Este cenário não é de estranhar, pois, já em setembro de 2020, o Público adiantava que o professor Francisco Aguilar (pediu direito de resposta) havia feito observações polémicas, em programas curriculares das cadeiras de Direito Penal IV e Direito Processual III e num artigo numa revista jurídica, entre as quais uma comparação entre o feminismo e o nazismo. 

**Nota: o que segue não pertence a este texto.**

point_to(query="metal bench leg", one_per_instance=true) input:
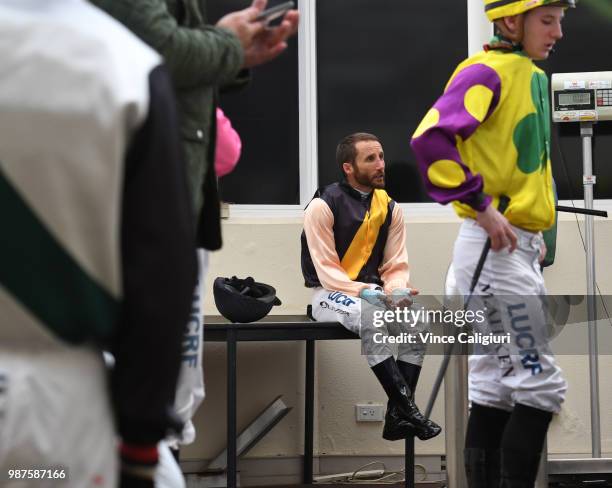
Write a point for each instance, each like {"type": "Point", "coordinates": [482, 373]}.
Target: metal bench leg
{"type": "Point", "coordinates": [309, 412]}
{"type": "Point", "coordinates": [231, 409]}
{"type": "Point", "coordinates": [409, 462]}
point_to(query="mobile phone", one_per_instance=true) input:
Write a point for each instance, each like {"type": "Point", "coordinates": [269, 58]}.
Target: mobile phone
{"type": "Point", "coordinates": [275, 12]}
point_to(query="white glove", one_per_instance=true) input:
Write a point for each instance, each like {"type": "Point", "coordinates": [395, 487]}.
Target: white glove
{"type": "Point", "coordinates": [373, 296]}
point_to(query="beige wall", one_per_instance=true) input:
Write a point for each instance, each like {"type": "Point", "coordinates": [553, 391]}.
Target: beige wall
{"type": "Point", "coordinates": [268, 249]}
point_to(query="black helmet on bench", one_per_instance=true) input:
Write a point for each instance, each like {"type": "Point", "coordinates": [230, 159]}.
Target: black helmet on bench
{"type": "Point", "coordinates": [243, 300]}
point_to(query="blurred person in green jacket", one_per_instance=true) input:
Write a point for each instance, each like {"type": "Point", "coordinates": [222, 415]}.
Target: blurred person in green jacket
{"type": "Point", "coordinates": [201, 58]}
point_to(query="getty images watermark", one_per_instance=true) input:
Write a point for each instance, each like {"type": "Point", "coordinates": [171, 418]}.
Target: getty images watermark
{"type": "Point", "coordinates": [412, 327]}
{"type": "Point", "coordinates": [527, 326]}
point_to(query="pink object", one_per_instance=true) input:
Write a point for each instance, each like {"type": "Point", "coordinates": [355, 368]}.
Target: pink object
{"type": "Point", "coordinates": [228, 147]}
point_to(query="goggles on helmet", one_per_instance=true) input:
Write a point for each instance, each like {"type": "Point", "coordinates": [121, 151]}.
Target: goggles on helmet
{"type": "Point", "coordinates": [496, 9]}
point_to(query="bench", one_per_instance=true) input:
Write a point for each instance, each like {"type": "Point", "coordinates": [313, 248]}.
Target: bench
{"type": "Point", "coordinates": [281, 328]}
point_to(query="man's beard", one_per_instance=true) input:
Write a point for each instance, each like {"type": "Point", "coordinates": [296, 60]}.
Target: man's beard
{"type": "Point", "coordinates": [372, 182]}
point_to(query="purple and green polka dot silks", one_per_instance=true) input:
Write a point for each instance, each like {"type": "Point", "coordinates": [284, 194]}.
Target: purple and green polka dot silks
{"type": "Point", "coordinates": [490, 132]}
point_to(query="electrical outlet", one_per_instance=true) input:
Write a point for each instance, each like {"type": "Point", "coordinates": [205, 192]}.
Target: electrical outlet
{"type": "Point", "coordinates": [369, 412]}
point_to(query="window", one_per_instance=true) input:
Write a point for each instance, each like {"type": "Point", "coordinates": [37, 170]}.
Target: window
{"type": "Point", "coordinates": [380, 72]}
{"type": "Point", "coordinates": [266, 116]}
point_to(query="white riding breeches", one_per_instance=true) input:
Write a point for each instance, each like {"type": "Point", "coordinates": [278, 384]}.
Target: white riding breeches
{"type": "Point", "coordinates": [509, 289]}
{"type": "Point", "coordinates": [336, 306]}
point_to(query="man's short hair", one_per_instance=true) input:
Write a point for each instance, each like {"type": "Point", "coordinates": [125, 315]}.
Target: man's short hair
{"type": "Point", "coordinates": [346, 152]}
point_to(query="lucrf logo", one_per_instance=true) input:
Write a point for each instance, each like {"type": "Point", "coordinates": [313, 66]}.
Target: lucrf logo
{"type": "Point", "coordinates": [339, 297]}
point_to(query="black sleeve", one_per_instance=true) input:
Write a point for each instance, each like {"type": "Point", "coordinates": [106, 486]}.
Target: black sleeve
{"type": "Point", "coordinates": [159, 272]}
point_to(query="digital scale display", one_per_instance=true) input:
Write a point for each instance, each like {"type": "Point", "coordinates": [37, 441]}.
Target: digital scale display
{"type": "Point", "coordinates": [581, 97]}
{"type": "Point", "coordinates": [574, 99]}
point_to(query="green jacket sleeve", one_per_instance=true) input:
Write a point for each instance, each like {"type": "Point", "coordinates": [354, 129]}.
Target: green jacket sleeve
{"type": "Point", "coordinates": [195, 56]}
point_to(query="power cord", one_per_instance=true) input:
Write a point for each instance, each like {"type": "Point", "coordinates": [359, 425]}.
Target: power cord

À época, um antigo director da FDUL pediu a demissão de Menezes Cordeiro, responsável pelo Centro de Investigação de Direito Privado e pela revista em causa. E não eram “só” estes problemas que estavam em cima da mesa: sabe-se que os estudantes eram incitados a relacionar violência doméstica com “disciplina doméstica” e a encarar o “homem branco cristão e heterossexual” como “tribo bode expiatório”.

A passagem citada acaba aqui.